Casablanca, réparations et fierté navale : Almassira prêt pour la Transat

Introduction

Après une navigation éprouvante marquée par des tempêtes et des avaries, le voilier Almassira atteint enfin Casablanca dans la nuit du 8 novembre 1984. 

Ce journal retrace les réparations urgentes, la mobilisation des ateliers de la Marine Royale, et la préparation d’un équipage militaire prêt à représenter le Maroc dans une course transatlantique historique.

Mise au sec pour réparation

Vers trois heures du matin, Almassira accoste à l’un des pontons spécialement aménagés pour la Transat. 

Le bateau est épuisé, meurtri par les jours précédents. Il ne reste plus qu’à réparer, et à préparer la traversée proprement dite.
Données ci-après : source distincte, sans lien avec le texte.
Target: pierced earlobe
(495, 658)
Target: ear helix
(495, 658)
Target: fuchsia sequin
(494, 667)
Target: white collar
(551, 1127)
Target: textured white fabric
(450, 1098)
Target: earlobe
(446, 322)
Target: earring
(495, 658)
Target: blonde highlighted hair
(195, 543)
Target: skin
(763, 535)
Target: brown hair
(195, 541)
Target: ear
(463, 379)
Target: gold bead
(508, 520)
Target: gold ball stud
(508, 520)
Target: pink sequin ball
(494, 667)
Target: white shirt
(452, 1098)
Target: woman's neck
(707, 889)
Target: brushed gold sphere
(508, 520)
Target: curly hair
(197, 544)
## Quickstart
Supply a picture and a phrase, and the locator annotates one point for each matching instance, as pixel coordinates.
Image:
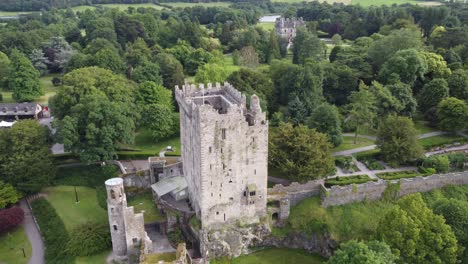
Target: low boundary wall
(338, 195)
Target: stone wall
(338, 195)
(296, 192)
(139, 179)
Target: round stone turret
(116, 203)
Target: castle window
(223, 133)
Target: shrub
(10, 218)
(89, 239)
(53, 231)
(440, 163)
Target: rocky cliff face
(232, 241)
(320, 244)
(236, 241)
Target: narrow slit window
(223, 133)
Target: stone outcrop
(233, 241)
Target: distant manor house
(286, 27)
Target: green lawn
(274, 256)
(422, 127)
(10, 247)
(96, 259)
(82, 8)
(8, 14)
(348, 143)
(46, 82)
(267, 25)
(145, 203)
(124, 7)
(144, 143)
(440, 140)
(73, 214)
(210, 4)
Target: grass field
(96, 259)
(211, 4)
(266, 25)
(10, 247)
(123, 7)
(440, 140)
(73, 214)
(145, 203)
(144, 143)
(274, 256)
(348, 143)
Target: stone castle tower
(224, 153)
(127, 228)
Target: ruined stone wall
(139, 179)
(338, 195)
(224, 150)
(296, 192)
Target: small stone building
(127, 228)
(15, 111)
(287, 27)
(224, 154)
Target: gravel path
(37, 254)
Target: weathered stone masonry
(224, 153)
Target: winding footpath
(37, 253)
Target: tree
(254, 82)
(4, 68)
(147, 71)
(23, 80)
(417, 235)
(307, 46)
(94, 112)
(95, 126)
(405, 66)
(10, 218)
(8, 195)
(402, 92)
(458, 84)
(211, 72)
(299, 152)
(452, 114)
(397, 140)
(151, 93)
(432, 93)
(326, 119)
(25, 145)
(383, 49)
(455, 213)
(172, 71)
(362, 109)
(160, 120)
(354, 252)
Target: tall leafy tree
(354, 252)
(326, 119)
(362, 109)
(452, 114)
(301, 153)
(23, 79)
(397, 140)
(417, 235)
(25, 145)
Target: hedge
(10, 218)
(341, 181)
(53, 232)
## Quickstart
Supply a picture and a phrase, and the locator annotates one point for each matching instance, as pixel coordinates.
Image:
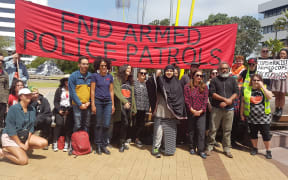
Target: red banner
(48, 32)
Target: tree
(4, 43)
(274, 45)
(249, 31)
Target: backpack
(80, 143)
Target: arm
(111, 88)
(71, 87)
(92, 94)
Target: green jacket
(120, 100)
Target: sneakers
(138, 143)
(66, 147)
(228, 154)
(55, 147)
(268, 154)
(155, 152)
(254, 151)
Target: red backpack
(80, 143)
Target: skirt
(280, 85)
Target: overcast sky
(159, 9)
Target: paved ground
(139, 164)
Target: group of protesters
(191, 106)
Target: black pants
(196, 127)
(125, 122)
(138, 124)
(3, 107)
(63, 126)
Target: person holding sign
(16, 69)
(255, 107)
(280, 88)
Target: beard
(224, 75)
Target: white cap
(24, 91)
L’état du voilier est alarmant. Voici la liste des principales avaries :

  • La cloison tribord de la cabine avant s’est détachée de la coque.
  • La couchette avant tribord est brisée en plusieurs endroits.
  • Les deux couchettes avant bâbord sont également désolidarisées.
  • De fortes infiltrations d’eau sont observées au niveau des cadènes.
  • L’antenne satellite de navigation a été arrachée.
  • Le silencieux d’échappement est dessoudé.
  • Une entrée d’eau non localisée menace l’arrière.
  • La barre est en avarie.
  • La voile d’artimon est déchirée au niveau de la bordure.
  • Le fauteuil de barre intérieur est décollé.
  • Le guindeau est hors service.

Face à cette situation, une mobilisation exemplaire s’organise. Les ateliers principaux de la Marine Royale interviennent rapidement :

  • L’atelier charpente répartit la coque et les structures internes.
  • L’atelier mécanique prend en charge le moteur, le système hydraulique et le guindeau.
  • Le chantier Yachting France dépêche un technicien avec les pièces de rechange et l’outillage nécessaire.
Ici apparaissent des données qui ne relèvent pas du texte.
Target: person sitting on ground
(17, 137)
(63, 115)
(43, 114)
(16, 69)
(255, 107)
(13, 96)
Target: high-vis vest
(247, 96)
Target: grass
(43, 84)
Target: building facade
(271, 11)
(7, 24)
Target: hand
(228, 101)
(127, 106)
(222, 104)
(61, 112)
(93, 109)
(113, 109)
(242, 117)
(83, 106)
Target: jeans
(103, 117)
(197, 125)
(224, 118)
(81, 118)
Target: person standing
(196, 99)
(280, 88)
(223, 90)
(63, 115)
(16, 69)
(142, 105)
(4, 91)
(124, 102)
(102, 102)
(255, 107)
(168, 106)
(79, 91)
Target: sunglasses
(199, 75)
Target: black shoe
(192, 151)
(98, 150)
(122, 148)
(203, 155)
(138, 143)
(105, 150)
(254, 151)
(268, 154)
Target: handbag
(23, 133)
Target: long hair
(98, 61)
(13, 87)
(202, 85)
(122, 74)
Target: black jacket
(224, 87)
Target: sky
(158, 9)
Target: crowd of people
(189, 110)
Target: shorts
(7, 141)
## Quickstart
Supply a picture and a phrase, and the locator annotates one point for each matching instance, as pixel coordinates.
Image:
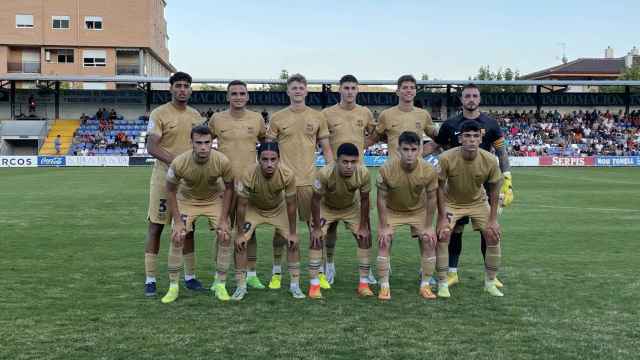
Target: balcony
(127, 69)
(24, 67)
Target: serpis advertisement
(51, 161)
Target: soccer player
(463, 171)
(341, 193)
(193, 191)
(267, 195)
(348, 122)
(492, 138)
(404, 117)
(407, 195)
(169, 136)
(298, 129)
(238, 130)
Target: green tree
(485, 73)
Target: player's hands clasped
(316, 238)
(292, 241)
(385, 234)
(493, 232)
(178, 234)
(223, 231)
(241, 242)
(364, 237)
(429, 237)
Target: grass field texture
(72, 281)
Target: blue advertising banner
(617, 161)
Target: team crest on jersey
(309, 128)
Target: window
(93, 22)
(60, 22)
(93, 58)
(59, 56)
(24, 21)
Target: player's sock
(294, 272)
(428, 264)
(252, 253)
(483, 246)
(315, 261)
(223, 261)
(442, 261)
(189, 265)
(363, 263)
(492, 261)
(278, 249)
(330, 253)
(455, 249)
(150, 263)
(174, 265)
(383, 270)
(276, 270)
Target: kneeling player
(267, 195)
(193, 191)
(463, 171)
(335, 199)
(407, 195)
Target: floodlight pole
(57, 99)
(12, 97)
(627, 99)
(148, 93)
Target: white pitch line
(584, 208)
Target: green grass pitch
(72, 281)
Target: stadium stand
(122, 137)
(64, 128)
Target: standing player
(492, 138)
(238, 130)
(267, 195)
(404, 117)
(463, 171)
(341, 193)
(298, 129)
(348, 122)
(169, 136)
(193, 191)
(407, 195)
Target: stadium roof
(142, 79)
(583, 68)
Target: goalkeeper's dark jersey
(450, 130)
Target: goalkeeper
(492, 138)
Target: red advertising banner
(567, 161)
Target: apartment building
(84, 37)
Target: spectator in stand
(32, 105)
(58, 144)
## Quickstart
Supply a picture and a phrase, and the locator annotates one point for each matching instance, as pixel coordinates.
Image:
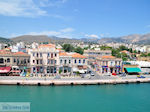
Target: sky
(74, 18)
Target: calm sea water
(98, 98)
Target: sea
(84, 98)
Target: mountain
(31, 38)
(43, 38)
(134, 38)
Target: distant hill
(31, 38)
(43, 38)
(134, 38)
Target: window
(65, 61)
(40, 61)
(60, 61)
(14, 60)
(41, 69)
(8, 60)
(79, 61)
(75, 61)
(69, 61)
(34, 69)
(52, 55)
(24, 61)
(48, 62)
(37, 61)
(47, 54)
(28, 60)
(1, 60)
(51, 61)
(83, 61)
(18, 61)
(40, 54)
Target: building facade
(72, 62)
(19, 59)
(109, 64)
(44, 60)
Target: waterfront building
(44, 60)
(108, 64)
(19, 59)
(93, 54)
(72, 62)
(143, 65)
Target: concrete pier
(72, 82)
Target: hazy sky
(74, 18)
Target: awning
(5, 69)
(133, 70)
(81, 71)
(75, 69)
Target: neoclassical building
(44, 59)
(109, 64)
(19, 59)
(72, 62)
(47, 60)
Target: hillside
(43, 38)
(134, 38)
(31, 38)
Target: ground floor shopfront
(44, 70)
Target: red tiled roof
(77, 55)
(47, 45)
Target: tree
(68, 47)
(79, 50)
(143, 55)
(130, 50)
(105, 48)
(135, 51)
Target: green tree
(105, 48)
(79, 50)
(143, 55)
(130, 50)
(121, 48)
(134, 51)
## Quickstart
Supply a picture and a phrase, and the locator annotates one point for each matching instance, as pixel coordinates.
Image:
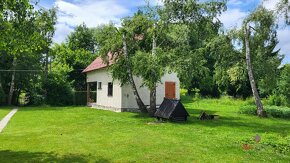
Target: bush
(274, 111)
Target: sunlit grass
(81, 134)
(4, 111)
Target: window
(110, 89)
(100, 85)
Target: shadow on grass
(231, 122)
(24, 156)
(53, 108)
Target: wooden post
(88, 93)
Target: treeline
(182, 36)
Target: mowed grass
(4, 111)
(80, 134)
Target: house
(171, 109)
(110, 95)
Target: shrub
(274, 111)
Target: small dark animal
(204, 116)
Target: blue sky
(97, 12)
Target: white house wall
(128, 98)
(102, 94)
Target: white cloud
(62, 30)
(232, 18)
(90, 12)
(270, 4)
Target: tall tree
(23, 34)
(119, 42)
(193, 23)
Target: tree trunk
(139, 101)
(152, 109)
(10, 95)
(260, 110)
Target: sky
(96, 12)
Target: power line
(21, 70)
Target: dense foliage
(274, 111)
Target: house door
(170, 90)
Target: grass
(80, 134)
(4, 111)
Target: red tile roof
(98, 64)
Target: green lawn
(79, 134)
(4, 111)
Grâce à cette coordination, le bateau est prêt le jour du départ. L’équipage, composé exclusivement de marins militaires, incarne l’honneur et la discipline de la Marine Royale.

Du 9 au 17 novembre 1984, Casablanca vit au rythme des festivités de la Transat. 

Une marina de fortune a été construite pour l’événement, car à l’époque, la ville ne disposait pas encore d’infrastructures modernes comme aujourd’hui.

Ce voilier, réparé avec soin et porté par un équipage d’exception, s’apprête à représenter le Maroc dans une course transatlantique mémorable.

 Conclusion

Le 8 novembre 1984 marque un tournant : après les épreuves, vient la renaissance. 

Almassira, soutenu par la Marine Royale et les artisans du yachting, se relève pour porter haut les couleurs du Maroc.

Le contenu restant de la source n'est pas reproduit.